Why cant they track this?

-- anyone (anyone know@ebay.com), February 10, 2000

Answers

As I understand it,

All hardware (i.e., servers, switches, hubs, routers) have finite limits.

When these limits are exceeded, the system malfunctions or shuts down.

This failure COULD be caused by:

1. Excess legitimate use

2. Packets received containing excessive errors, having the same effect as #1

3. Erroneous packets, and/or overload of the system by hackers

4. A combination of the above

Note that the sites have been hacked during working hours. Even though they are open 24/7, this would be the time of busiest usage, hence the time the systems are most vulnerable.

Re: Tracking. This is very difficult, since (if the problem is due to hackers) they could be ANYWHERE IN THE WORLD.

-- No Polly (nopolly@hotmail.com), February 10, 2000.

I am not so sure that the internet is the most busy during the day. I find that sites back up and are too busy during the evening- aprox. 7-10 pm, not during the day when everyone is at work.

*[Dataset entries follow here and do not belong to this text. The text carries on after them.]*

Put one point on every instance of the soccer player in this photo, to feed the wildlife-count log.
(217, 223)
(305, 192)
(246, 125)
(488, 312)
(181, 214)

I wonder if all these problems aren't due to the same computer systems (Cisco?) used by the very large internet sites. I would think they would all use the same equipment. Note that they all having the same problem, the same number of days from Jan. 1, 2000.

-- JT (JT@notsosure.com), February 10, 2000.

Why can't they be tracked?

Let's say that I am able to place a program called 'DirtyDeedDoer' on your computer without your knowledge. Let's also assume that your computer is constantly connected to the Internet - as many computers are today.

Let's next assume that this program is somewhat smart in that it is able to listen for and communicate with my 'EvilMaster' program which I have installed on a computer someplace else on the Internet. Further, assume that this communication is transparent to the user - i.e. it doesn't create a window on your monitor and doesn't otherwise announce it's presence.

Finally, let's assume that I've been able to surreptitously install the DirtyDeedDoer program on 200 different computers at various locations around the Internet.

Then, from my "EvilMaster" program I issue a command to all 200 DirtyDeedDoer programs around the Internet "At 23:00GMT on Feb 10, 2000 begin attacking the XYZ web site".

At the appointed time, all DirtyDeedDoers begin their assigned task and the result is a massive attack against a single site.

Now the victim examines his/her log files and see's that an attack is originating from not 1 or 2 but several hundred IP addresses simultaneously.

So he/she contacts the admin for the attacking machine (you) and says "quit it!" and you say "huh?". Without even being aware, you were attacking the remote machine. SO then the question becomes "how did this malicious software come to be on your machine" and it turns out that you don't really have clue.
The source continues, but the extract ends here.